それを聞き、すぐにユダヤ人だとわかったが、フェイゴは
それで、軽蔑できるほど腐った精神の持ち主ではなかった。
「あなたは、ユダヤ人なのか。」
フェイゴは言った。
「なぜわかりました。ああ、そうですね。
スペイン語を流暢に話すイスラム商人など珍しいですからね。」
シフは気にしない様子で、ソバ屋まで案内してくれた。
「私はザロモン・シフ、おっしゃるとおりユダヤ人です。
あなたは、わたしを裏切り者、敵だと思われますか。」
シフはそういうとやさしく微笑んだ。
「いや私も、イエズス会、テンプル騎士の一人だ。
ユダヤ人に罪がないことは知っている。それに
白人系のユダヤ人は、イスラエルと何の関係もない
難民だ。非難するいわれなどない。」
そういうと、フェイゴはシフにソバを奢らせてもらった。
「私はこれから、越後から入荷する女奴隷を
50人ほど仕入れなければならないので、失礼いたします。
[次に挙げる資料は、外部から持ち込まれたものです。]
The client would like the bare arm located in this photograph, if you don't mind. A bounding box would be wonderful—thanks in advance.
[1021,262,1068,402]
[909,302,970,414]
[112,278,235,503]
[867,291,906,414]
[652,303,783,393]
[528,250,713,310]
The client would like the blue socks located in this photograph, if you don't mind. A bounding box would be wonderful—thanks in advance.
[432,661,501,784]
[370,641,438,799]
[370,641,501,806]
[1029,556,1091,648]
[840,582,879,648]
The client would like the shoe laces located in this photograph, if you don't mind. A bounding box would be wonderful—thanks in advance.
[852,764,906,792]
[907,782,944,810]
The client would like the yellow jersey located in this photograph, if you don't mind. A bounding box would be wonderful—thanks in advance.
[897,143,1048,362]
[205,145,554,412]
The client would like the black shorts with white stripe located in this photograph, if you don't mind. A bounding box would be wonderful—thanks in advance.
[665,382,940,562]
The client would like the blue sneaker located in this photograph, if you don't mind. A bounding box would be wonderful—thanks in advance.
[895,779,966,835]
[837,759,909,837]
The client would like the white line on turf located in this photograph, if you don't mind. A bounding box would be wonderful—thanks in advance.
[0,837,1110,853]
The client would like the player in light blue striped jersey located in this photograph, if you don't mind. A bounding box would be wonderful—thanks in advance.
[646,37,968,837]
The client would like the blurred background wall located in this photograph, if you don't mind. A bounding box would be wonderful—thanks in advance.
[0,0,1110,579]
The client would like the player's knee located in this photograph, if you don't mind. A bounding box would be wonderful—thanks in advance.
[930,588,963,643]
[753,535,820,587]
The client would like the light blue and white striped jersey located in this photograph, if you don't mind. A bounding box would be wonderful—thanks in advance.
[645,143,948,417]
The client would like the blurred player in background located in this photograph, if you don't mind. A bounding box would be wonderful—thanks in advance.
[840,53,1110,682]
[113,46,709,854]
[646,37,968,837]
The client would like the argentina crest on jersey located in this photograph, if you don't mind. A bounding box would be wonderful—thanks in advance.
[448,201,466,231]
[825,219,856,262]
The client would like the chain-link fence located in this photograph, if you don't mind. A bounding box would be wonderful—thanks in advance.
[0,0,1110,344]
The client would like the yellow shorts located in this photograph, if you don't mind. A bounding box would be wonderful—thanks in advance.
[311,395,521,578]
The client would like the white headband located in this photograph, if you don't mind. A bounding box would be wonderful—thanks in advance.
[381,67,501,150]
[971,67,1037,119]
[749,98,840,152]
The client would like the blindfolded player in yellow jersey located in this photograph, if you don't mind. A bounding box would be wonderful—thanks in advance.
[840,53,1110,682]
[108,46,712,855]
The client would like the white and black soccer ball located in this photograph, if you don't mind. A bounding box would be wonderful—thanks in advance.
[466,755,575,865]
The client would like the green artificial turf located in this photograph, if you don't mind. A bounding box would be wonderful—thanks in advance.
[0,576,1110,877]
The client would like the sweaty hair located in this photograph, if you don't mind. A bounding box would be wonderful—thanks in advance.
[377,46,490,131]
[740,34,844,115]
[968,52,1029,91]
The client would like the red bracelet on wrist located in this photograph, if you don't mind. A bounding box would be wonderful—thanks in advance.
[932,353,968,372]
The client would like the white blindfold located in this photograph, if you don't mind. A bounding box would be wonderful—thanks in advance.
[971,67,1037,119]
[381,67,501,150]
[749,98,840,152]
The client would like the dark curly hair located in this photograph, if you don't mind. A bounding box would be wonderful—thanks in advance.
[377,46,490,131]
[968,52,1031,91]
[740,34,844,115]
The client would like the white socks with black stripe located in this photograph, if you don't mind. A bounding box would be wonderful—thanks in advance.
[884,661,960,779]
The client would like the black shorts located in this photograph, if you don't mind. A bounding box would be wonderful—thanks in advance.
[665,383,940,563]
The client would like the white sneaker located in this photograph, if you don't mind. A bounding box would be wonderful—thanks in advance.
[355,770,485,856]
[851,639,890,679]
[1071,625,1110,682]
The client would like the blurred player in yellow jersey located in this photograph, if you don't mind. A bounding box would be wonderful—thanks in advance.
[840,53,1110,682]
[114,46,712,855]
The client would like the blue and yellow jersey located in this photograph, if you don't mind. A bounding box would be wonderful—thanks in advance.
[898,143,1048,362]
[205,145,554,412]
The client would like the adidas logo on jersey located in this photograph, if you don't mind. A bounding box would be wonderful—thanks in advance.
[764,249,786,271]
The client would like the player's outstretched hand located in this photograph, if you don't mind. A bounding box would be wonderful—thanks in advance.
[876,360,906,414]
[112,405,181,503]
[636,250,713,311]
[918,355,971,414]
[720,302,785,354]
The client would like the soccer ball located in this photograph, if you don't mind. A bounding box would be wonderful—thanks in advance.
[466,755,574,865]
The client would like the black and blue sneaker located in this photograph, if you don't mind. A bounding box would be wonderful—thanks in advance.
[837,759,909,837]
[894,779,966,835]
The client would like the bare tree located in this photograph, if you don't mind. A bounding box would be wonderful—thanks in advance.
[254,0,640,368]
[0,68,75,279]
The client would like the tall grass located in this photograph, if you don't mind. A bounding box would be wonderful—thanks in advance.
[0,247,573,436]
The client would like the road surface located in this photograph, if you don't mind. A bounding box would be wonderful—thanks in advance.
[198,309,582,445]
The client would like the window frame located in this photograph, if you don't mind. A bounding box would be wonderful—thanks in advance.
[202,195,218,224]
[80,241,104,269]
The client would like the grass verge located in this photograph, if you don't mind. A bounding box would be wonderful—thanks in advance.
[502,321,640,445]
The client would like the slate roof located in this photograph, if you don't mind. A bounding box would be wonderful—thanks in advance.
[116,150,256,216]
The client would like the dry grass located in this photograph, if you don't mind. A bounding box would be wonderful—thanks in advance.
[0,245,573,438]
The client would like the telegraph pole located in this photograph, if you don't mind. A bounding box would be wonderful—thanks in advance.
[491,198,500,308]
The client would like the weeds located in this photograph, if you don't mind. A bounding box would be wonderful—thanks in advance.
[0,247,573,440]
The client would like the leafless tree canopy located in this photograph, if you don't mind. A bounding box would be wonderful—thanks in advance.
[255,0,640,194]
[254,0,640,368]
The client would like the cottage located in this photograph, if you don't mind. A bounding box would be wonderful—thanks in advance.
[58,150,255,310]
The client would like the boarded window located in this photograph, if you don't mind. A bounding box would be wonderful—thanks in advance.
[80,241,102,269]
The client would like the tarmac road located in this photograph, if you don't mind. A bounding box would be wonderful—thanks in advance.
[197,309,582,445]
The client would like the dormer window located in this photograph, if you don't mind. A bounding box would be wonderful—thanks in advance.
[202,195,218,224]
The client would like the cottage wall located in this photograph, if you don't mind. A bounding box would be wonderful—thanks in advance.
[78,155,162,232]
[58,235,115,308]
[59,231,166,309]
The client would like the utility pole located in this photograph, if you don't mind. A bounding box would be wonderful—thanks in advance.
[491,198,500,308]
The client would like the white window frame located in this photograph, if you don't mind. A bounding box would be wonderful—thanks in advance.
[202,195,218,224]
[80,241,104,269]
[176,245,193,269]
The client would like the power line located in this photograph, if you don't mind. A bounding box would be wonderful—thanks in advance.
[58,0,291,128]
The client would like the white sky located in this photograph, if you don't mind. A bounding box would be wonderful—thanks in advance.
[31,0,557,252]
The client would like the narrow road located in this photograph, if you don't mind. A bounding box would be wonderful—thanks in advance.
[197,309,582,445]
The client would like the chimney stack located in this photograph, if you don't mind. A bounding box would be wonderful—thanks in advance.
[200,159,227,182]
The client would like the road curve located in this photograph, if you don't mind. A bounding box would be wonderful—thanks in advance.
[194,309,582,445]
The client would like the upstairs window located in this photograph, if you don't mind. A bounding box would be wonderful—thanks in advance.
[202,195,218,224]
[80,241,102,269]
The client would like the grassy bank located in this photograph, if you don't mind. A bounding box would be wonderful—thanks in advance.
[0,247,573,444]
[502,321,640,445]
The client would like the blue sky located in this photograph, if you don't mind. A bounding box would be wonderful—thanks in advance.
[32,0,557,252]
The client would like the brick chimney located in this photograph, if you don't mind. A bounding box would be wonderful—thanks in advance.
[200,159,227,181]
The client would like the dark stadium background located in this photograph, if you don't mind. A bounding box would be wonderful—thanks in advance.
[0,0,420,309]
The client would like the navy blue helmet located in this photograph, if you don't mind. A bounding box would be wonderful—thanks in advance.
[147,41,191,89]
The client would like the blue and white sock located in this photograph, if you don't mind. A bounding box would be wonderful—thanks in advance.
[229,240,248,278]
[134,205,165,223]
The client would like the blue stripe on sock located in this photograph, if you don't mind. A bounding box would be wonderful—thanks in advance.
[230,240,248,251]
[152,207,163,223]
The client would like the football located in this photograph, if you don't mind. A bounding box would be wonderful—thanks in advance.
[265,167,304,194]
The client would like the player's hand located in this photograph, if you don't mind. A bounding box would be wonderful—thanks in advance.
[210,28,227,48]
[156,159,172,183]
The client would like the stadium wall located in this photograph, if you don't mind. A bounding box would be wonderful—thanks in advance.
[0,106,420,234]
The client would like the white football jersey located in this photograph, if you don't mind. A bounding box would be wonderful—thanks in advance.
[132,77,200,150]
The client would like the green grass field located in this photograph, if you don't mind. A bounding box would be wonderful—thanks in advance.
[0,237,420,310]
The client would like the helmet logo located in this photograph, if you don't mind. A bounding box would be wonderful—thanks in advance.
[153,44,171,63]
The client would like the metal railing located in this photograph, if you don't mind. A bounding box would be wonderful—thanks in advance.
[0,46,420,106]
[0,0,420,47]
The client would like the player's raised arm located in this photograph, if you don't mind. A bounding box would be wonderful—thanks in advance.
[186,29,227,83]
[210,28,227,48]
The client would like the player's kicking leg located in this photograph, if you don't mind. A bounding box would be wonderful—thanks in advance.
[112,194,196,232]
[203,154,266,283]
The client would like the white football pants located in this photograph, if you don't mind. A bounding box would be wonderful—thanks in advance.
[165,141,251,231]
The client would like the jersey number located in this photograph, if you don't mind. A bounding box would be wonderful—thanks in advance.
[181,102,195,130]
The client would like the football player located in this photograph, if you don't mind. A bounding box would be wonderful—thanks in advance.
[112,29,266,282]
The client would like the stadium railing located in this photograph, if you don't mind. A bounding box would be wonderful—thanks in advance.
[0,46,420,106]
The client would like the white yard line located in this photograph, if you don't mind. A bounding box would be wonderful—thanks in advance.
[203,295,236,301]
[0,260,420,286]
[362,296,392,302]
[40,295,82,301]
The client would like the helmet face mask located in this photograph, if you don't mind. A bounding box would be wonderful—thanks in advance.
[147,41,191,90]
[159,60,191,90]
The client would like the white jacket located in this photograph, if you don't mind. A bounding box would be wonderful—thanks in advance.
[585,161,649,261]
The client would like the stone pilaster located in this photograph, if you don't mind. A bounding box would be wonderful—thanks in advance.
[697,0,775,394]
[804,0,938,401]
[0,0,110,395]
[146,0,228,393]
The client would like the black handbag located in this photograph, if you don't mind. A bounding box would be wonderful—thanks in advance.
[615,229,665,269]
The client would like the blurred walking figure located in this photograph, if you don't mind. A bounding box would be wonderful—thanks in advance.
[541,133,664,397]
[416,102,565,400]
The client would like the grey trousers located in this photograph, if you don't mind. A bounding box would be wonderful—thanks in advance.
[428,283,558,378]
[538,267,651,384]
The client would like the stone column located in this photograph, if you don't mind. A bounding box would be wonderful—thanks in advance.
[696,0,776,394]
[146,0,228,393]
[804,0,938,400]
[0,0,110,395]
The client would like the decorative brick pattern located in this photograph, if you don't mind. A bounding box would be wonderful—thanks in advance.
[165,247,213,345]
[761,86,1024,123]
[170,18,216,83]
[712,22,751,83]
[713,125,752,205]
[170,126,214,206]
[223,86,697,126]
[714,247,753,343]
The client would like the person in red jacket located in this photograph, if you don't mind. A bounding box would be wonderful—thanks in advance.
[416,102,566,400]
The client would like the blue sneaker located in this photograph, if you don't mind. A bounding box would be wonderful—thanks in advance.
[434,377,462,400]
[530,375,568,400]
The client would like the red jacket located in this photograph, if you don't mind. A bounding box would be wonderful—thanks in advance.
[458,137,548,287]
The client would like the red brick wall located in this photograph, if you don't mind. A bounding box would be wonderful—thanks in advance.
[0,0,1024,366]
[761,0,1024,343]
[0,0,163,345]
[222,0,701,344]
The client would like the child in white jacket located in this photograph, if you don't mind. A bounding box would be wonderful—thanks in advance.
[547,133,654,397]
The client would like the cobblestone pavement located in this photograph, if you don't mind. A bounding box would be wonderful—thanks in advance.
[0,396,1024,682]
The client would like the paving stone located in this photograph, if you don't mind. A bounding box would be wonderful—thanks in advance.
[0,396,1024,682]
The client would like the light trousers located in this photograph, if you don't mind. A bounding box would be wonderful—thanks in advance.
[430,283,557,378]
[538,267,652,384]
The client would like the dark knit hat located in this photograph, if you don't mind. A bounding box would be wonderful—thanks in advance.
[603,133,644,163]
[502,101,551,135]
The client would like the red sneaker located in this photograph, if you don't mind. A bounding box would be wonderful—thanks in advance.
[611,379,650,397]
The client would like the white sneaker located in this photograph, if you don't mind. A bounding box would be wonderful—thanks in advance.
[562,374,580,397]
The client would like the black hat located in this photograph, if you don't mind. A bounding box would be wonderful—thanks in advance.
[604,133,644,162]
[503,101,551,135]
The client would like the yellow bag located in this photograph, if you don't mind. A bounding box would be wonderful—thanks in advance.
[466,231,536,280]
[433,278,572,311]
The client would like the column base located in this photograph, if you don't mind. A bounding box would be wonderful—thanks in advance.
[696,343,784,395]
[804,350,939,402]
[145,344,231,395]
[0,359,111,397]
」
シフはそういうと、小さな友情の証だと言い、
宝石の指輪を置いて行った。
フェイゴは、急いで追いかけると、自分も何か渡そうと思い
日本で手に入れた、高価な数珠を差し出した。
「これはブレスレットらしい、受け取ってくれ。」
遥か東の国で芽生えた、
ユダヤ人とイエズス会士の友情であった?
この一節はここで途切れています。